With Songwriter Going, Tramps May Pack It In


Cadillac Tramps, a leading band on the Orange County independent-alternative rock scene for the past four years, will decide in the coming days whether to break up or soldier on following the departure of guitarist Brian Coakley, the Tramps’ most prolific songwriter.

Coakley said Thursday that he told his four band mates last weekend that he will be leaving to concentrate on Rule 62, a band he has led since 1993 as a sidelight to Cadillac Tramps. He is scheduled to play his last two shows with the Tramps this weekend in Seattle and Vancouver.

Warren Renfrow, the Tramps’ bassist, said that he and the other remaining band members--singer Mike (Gabby) Gaborno, lead guitarist Jonny Wickersham and drummer Dieter Hartman--will decide after the road trip whether to continue without Coakley.

“Brian is a very influential part of the band. We’re going to weigh out whether it would be feasible for us to go on without him,” Renfrow said. “Personally, I would like to. Gabby and Jonny are capable of coming up with good songs, but they don’t write them at the rate Brian does. It’s going to be a lot of slack to pick up.”


Renfrow, Wickersham, Gaborno and Coakley are the founding members of the Tramps, whose only previous lineup changes have come in the revolving-door drummer’s slot (Hartman is the band’s fourth drummer).

Founded in 1987, Cadillac Tramps had become a club-packing phenomenon on the Orange County grass-roots scene by 1991, when it released the first of its three albums. The albums, all on Doctor Dream Records, have struck a balance between the streetwise humor that is a strong suit of front man Gaborno, and the dark intensity of some of its subject matter.

The band has toured extensively and, in a career highlight, was chosen by Pearl Jam to open two shows in Canada in 1993.

Coakley, 30, couldn’t single out a specific reason for leaving the band, but he mentioned a general dissatisfaction with its creative workings.
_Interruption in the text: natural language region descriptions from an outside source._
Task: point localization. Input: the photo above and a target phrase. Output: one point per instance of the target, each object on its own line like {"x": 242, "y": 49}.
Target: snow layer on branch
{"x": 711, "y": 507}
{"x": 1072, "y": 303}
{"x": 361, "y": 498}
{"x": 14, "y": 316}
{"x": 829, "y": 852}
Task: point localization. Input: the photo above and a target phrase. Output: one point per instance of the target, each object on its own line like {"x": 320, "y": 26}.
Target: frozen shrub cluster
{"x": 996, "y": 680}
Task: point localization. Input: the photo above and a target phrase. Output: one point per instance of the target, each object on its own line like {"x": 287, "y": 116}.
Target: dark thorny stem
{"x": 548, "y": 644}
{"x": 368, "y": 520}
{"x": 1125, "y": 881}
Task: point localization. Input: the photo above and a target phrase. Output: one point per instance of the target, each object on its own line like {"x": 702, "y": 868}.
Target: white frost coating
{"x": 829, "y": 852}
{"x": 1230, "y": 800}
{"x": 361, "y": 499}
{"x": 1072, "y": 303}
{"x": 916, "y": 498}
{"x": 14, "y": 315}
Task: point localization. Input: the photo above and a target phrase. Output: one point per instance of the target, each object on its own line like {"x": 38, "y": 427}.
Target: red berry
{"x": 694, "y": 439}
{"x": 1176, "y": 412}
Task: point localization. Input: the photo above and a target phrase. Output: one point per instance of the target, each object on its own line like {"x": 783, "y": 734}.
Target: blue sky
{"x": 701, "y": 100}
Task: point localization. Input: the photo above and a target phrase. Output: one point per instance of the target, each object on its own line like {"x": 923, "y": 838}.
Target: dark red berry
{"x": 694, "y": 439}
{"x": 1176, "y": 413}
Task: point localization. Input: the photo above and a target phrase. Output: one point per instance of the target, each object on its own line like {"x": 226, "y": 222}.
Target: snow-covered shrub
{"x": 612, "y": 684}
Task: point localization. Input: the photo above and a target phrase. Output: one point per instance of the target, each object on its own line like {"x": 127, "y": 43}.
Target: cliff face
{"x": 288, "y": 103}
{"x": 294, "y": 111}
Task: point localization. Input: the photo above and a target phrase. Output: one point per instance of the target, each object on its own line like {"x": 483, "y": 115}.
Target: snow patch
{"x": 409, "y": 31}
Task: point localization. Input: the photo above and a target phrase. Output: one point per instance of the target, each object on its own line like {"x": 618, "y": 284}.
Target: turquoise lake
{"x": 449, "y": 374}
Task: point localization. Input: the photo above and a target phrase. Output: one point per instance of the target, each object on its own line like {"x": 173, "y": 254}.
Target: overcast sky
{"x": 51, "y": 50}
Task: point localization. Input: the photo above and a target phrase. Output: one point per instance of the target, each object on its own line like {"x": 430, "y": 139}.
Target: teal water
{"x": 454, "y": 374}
He emphasized that he remains friendly with the Tramps and said he is willing to help them by playing gigs until they find a new guitar player, or by co-writing songs with them in the future.


“I felt if I step aside, the continuing members will probably work really hard, and it’ll be a good thing,” Coakley said.

Mainly a guitarist and backup singer in the Tramps, Coakley is the lead singer and focal point of Rule 62. The band’s debut album, “Love and Decline,” came out last year on Lethal Records, a small Orange County/Long Beach label.

Coakley said that several record companies have been looking at Cadillac Tramps, whose contract with Doctor Dream ran out after the 1994 release “It’s Allright.”

“We were actually poised, and maybe the band still is, for a really good record deal,” Coakley said. “You could name a big list of labels that are interested in the Tramps. They’re waiting to hear what the new material sounds like.”


Renfrow said the band had been getting ready to make demo recordings to court record companies when Coakley announced his decision to quit. At this point, he said, “there is absolutely nothing on the table” as far as attractive offers from labels.